Lucy was watching the commercials side-on, as she was wont to do. She liked to watch them this way, usually while chopping onions or potatoes for family dinner, to see what they were really selling. Commercials, if looked at straight-on, sold things like the latest cars, phones, and colognes (usually all with an attractive and exotic model someplace rugged that those things weren’t really needed). But, if one looked at them indirectly, they revealed what they were actually selling: a dirty word that started with society and ended with values.
She was in the process of finely dicing her onions for the cheese sauce when the commercial break started. She glanced at the TV to see a middle-aged woman much like herself. Most commercials, or at least the ones that didn’t use models, employed people who looked a lot like her. It had to do with work: middle-aged women did most of what she thought of as the C-work (cooking, cleaning, chaperoning, and clothing the family) (if C-work happened to make her think of the C-word, well, she suspected she wouldn’t be the first to make that connection). Because middle-aged women did most of the C-work, they did most of the shopping necessary for that work, which was of course work itself. Lucy was gratified to be recognized as the one with buying power, but she was also gratified to see commercials by inchmeal starting to include men doing the C-work.
This middle-aged woman was wheeling her green bin out to the curb of her suburban street. Lucy was placing her bet on this turning into a car commercial. Maybe an electric one, just to change things up a bit. She focused on her onions again, and when she glanced back up at the screen the suburb had grown dark, an apparent freak storm. The raindrops were big and fat, and croaked sadly when they hit the ground. They were toads, Lucy realized with a shock. A rain of toads! Or perhaps a deluge, as all along the suburban street lights were going out. The woman watched the storm knock out her power resignedly. Was this supposed to be a common occurrence?

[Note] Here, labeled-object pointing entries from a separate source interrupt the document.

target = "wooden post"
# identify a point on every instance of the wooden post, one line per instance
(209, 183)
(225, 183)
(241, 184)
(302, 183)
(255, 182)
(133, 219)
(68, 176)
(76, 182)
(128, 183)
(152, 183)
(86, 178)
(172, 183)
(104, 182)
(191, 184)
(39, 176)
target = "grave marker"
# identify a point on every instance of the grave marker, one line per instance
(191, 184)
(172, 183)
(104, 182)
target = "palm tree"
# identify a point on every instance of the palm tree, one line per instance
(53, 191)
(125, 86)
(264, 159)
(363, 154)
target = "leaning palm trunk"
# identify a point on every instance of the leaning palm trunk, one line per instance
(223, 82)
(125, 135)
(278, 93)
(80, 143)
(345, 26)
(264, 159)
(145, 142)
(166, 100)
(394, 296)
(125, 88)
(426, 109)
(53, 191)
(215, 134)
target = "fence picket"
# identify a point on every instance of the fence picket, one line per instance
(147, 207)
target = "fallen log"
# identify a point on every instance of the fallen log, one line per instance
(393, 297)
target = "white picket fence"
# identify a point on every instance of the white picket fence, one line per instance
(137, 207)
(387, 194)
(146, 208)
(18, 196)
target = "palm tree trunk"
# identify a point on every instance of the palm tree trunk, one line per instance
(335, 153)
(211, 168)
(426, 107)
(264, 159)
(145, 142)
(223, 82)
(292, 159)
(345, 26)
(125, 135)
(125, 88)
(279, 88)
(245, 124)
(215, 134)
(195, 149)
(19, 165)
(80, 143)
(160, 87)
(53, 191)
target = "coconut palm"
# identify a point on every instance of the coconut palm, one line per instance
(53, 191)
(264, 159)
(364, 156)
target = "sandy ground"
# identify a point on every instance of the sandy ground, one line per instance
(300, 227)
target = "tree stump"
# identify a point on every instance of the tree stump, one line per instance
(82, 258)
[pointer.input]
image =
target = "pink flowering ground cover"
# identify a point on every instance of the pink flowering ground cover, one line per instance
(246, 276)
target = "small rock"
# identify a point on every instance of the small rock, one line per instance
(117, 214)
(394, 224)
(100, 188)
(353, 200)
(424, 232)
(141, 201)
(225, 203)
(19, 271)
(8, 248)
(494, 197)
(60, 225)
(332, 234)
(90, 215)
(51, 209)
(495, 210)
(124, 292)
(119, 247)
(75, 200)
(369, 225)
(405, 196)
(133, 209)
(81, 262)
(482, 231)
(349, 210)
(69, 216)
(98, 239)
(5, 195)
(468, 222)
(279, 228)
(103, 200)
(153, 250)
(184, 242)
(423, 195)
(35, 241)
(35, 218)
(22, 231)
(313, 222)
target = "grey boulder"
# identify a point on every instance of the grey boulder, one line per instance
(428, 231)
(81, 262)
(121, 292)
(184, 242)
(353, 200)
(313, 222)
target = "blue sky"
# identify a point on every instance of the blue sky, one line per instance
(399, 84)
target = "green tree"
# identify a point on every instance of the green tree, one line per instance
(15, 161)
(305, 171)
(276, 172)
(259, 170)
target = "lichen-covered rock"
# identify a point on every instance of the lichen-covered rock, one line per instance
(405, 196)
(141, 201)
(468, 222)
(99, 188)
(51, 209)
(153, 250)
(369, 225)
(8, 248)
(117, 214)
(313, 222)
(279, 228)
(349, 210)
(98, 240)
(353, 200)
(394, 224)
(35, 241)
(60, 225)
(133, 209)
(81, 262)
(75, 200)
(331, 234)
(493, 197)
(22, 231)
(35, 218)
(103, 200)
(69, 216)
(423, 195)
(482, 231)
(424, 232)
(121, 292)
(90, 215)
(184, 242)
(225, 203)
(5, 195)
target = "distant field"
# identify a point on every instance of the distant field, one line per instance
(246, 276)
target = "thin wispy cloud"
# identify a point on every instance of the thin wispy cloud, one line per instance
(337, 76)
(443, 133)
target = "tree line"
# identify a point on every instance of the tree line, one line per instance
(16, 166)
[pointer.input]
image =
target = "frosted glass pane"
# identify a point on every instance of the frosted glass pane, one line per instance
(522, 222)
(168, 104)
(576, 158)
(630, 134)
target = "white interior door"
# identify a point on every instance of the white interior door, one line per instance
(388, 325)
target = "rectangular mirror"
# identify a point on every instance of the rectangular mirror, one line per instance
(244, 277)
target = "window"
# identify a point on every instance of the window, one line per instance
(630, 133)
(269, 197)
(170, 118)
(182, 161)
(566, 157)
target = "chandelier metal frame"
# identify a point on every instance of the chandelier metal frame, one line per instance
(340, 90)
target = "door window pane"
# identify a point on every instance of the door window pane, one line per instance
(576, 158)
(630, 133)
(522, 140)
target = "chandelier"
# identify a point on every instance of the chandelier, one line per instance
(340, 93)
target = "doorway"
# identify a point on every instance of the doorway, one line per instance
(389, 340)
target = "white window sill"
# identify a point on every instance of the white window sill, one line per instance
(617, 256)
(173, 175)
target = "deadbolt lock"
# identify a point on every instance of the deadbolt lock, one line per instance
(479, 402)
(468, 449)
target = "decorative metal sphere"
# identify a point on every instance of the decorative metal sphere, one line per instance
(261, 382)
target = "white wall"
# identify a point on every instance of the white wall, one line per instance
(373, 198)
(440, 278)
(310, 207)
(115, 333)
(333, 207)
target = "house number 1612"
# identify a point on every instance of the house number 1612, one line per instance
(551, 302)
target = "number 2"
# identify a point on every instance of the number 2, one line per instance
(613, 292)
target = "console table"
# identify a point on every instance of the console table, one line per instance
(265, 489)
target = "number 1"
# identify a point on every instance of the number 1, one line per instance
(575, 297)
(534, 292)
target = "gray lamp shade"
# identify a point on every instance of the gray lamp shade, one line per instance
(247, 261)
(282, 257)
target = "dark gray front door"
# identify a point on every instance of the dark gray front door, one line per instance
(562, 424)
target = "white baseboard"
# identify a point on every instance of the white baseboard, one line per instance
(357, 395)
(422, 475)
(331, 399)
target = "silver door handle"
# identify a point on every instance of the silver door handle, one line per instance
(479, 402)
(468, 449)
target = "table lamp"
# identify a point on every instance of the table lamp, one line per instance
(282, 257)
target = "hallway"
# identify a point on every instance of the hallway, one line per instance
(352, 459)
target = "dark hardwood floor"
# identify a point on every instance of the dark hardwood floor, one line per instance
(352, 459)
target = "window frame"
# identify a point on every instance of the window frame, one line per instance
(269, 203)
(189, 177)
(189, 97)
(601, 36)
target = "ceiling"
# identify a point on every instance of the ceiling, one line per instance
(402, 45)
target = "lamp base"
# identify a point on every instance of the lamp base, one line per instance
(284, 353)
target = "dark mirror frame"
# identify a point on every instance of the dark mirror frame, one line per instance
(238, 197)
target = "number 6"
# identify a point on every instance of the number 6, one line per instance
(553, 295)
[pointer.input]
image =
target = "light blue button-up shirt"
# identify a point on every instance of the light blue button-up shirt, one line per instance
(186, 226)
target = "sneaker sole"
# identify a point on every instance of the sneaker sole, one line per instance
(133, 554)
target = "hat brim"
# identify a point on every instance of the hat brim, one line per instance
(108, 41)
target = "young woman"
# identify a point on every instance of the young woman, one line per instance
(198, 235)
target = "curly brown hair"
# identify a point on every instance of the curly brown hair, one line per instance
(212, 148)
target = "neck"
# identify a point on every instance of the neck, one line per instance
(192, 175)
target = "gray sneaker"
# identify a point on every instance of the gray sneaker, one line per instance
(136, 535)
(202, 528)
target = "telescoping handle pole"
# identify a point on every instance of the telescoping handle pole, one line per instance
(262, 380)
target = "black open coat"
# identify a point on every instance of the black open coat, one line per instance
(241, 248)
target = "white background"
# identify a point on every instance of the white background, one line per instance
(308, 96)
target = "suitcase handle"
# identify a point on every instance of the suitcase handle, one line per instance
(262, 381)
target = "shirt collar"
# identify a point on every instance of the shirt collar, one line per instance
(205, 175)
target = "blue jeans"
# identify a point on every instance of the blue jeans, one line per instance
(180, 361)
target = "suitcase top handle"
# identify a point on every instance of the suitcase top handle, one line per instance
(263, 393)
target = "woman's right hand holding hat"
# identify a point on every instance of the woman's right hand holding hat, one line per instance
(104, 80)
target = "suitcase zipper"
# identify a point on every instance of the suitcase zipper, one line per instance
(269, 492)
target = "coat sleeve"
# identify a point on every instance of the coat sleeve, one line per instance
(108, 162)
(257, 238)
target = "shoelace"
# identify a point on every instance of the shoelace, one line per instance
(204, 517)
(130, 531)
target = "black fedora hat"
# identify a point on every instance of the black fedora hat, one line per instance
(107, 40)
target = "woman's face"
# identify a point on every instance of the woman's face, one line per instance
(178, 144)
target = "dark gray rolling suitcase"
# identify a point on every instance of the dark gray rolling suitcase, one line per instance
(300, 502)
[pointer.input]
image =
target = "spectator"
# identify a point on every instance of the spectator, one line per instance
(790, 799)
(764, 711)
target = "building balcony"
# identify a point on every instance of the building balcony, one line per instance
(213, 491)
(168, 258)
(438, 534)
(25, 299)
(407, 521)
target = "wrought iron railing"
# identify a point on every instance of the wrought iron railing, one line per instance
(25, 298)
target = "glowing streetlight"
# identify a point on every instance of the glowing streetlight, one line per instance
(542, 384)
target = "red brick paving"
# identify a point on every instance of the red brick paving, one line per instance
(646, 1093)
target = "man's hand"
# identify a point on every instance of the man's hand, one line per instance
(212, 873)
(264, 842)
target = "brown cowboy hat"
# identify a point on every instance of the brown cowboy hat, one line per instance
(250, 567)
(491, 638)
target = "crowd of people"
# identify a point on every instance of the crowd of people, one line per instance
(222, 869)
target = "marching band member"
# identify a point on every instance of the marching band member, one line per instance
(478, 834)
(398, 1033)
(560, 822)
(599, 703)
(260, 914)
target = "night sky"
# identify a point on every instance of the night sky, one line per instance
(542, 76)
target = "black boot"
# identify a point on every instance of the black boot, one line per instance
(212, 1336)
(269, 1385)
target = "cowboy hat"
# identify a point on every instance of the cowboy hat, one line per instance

A toad landed on the woman’s green bin, and she looked at it, and said, “I just don’t understand why my solar panels can’t power my house during a power outage.” The toad croaked.
Lucy realized she had stopped chopping her onions, and set down her knife. Dinner could wait a moment.
The screen froze on the image of the woman facing the toad, and a man’s voice said, “We’ve all been there.” Lucy wondered if she was about to have solar power mansplained to her, but then thought that whoever had made this commercial probably had access to information she didn’t. Maybe a direct line to God, or at least good drugs, because who had been through a rain of toads?
The woman and toad disappeared, replaced with a diagram of a house with solar panels. The narrator said, “If you're an environmentally conscious earthling, chances are you live in a house much like this one.”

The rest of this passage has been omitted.